La dernière Chandeleur de Juliette Le Roïc.
La poêle dans la main droite. À défaut d’un louis d’or, une pièce de vingt centimes bien brillante dans ma main gauche. Personne ne le saura ! Le poignet est nerveux et décidé pour un triple salto arrière de cette crêpe. Qu’elle se pose bien à plat, sur le dessus de l’armoire, pour m’assurer richesse et prospérité pour toute l’année.
Je me surprends à me la jouer "perso" sur ce coup-là. C’est un truc à faire en famille cette Chandeleur. Que tout le monde en profite.
Je ferme les yeux et me voici au moyen âge. Nous sommes tous là autour du foyer de cette basse maison de Bretagne. Dans le lit clos, deux jeunes enfants se sont profondément endormis. Suis-je l’un d’eux?
Au-dehors, depuis deux nuits pluvieuses, nous entendons dans le lointain résonner les chaînes.
Ambroise le vieux aurait même entendu clairement, malgré sa surdité, les sabots sur la lande. L’ Ankou est paré pour la moisson des morts et rôde. Des histoires à faire peur à tout un hameau. Les femmes se signent et s’empressent de raviver les braises. Le diable ne passera pas par l’enclos et personne ne sera fauché. Le sel si cher est répandu sur le seuil.
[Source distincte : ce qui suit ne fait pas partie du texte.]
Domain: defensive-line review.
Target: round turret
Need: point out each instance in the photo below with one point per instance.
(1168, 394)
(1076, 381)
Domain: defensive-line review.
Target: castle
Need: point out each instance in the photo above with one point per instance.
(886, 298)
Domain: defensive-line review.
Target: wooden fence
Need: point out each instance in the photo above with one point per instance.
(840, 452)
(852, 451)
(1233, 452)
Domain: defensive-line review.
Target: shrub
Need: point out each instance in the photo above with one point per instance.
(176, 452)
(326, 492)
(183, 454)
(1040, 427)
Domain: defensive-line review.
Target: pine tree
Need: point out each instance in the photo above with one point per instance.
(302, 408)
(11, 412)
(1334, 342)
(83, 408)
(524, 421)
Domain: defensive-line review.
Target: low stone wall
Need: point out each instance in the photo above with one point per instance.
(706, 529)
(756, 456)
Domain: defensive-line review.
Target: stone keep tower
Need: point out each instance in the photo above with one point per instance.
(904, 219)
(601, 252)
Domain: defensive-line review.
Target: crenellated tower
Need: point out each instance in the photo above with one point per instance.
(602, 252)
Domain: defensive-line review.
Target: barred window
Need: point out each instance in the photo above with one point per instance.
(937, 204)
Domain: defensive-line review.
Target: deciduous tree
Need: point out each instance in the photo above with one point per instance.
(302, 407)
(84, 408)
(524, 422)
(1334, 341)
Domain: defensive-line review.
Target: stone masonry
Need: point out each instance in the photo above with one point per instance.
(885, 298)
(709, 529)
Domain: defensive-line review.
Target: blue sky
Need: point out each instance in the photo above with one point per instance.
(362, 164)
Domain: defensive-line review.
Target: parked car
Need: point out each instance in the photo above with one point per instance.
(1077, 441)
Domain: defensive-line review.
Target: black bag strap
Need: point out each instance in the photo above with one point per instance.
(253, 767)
Les enfants enfin réveillés se frottent les yeux et chuchotent en s’approchant au plus près de l’âtre.
C’est sûr l’année sera bonne en récolte et les maîtres en seront encore plus riches. Le prêtre, lors de son sermon, en avait l’air bien sûr. Les hochements de tête des seigneurs, au premier rang, acquiescent les propos. Les bourses déliées par les mots ; la quête en est meilleure.
Dans les maisons des belles familles là aussi les crêpes feront la joie des enfants. Peu importe le Louis d’or, tout va bien ici. Les riches et les pauvres vont manger des crêpes, à l’unisson, en ce deux février à la lueur des chandelles unies dans la tradition, mais par pour les mêmes raisons.
J’ouvre les yeux et sa main est encore dans la mienne. La petite mère Le Roïc, quatre-vingt-dix-sept ans prochainement, est assoupie dans ce lit d’hôpital. Comme une crêpe bien à plat dans son lit je la veille précieusement. Son visage est reposé et ses doigts, par petits soubresauts, remuent dans les miens. Le louis d’or, mon louis d’or c’est elle.
Je ne peux pas lui offrir les crêpes qu’elle aime tant. Un tuyau l’alimente afin de laisser son système digestif au repos. Que nous fait-elle, depuis Noël, cette Le Roïc aussi solide que le granit de notre matronyme.
Naguère, même le gourdin du malandrin a échoué. Alors le diable on s’en moque!
Un peu de pâte à crêpes en perfusion ça doit pouvoir se faire cette chose-là! C’est quand même la Chandeleur bon sang! Pour les crêpes, nous verrons plus tard dès que tu seras rétablie. C’est qu’elle a toujours eu un sacré coup de fourchette la Juliette.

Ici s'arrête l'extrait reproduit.